If you are working with a Photoshop layer image, you still should squeeze the image down to non-square pixels before you bring it into FCP. To do this, rather than using pixel values, use percentages and reduce the height of the image to 90% or, if you want to be anally precise about it, 89.886%. Again, you should not resize these images if they are single layer images without Photoshop transparency. FCP understands these are square pixel images brought into a CCIR601 world and will handle them appropriately.

If they are PS layered files with transparency, FCP treats these as separate sequences and does not adjust for CCIR601 pixels. The rules of the road are probably unnecessarily complex, but the bottom line is if it’s a single-layer file, let FCP do the resizing; if it’s a PS file, squeeze it before you import it.

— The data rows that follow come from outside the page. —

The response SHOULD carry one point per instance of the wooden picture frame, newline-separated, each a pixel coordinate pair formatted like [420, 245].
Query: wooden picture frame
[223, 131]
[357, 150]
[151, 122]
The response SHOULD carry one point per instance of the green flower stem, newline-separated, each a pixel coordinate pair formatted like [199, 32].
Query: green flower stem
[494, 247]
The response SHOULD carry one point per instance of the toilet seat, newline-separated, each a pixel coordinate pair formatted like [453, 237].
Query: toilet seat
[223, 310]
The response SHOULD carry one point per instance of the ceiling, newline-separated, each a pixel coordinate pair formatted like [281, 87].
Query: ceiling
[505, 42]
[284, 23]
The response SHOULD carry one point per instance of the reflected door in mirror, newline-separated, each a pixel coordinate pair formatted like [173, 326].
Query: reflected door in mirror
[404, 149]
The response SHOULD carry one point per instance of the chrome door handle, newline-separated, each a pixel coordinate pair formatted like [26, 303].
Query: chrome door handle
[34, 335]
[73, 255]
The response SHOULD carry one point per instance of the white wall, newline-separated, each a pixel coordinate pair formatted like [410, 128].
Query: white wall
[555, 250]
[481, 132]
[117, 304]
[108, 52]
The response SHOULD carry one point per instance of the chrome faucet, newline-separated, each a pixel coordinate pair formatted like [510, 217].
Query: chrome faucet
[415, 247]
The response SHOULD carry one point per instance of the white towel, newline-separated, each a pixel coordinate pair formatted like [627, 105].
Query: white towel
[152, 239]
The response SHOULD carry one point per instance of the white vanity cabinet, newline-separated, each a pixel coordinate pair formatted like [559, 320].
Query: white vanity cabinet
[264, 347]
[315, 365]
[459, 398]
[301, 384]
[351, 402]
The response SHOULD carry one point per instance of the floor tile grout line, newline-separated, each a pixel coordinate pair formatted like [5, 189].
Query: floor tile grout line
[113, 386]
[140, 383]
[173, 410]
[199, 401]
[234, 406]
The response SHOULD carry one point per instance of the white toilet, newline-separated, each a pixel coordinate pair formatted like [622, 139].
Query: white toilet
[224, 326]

The easiest way to work with Photoshop files that you want to lay over video is to create your PS files over transparency, PS’s checkerboard background. This transparency will be honored when you import the file into FCP. It’s important to understand that PS files come into Final Cut as separate sequences. This means that when you bring a PS file with multiple layers, all its layers remain intact as separate layers in a FCP sequence. There each layer can be animated and affected separately.

The only time Photoshop files do not import as a sequence is when they are made up of a single background layer or are saved as flattened images or in some other file format, such as PICT or TIFF.

Because it’s simpler to work with a single-layer file, I often convert my PS files to PICT images, preserving the transparency information in an alpha channel, a simple procedure and easy enough to create a PS Action for. I retain the PS file to make changes after the following procedure.

Collapse the PS layers so that they merge over transparency.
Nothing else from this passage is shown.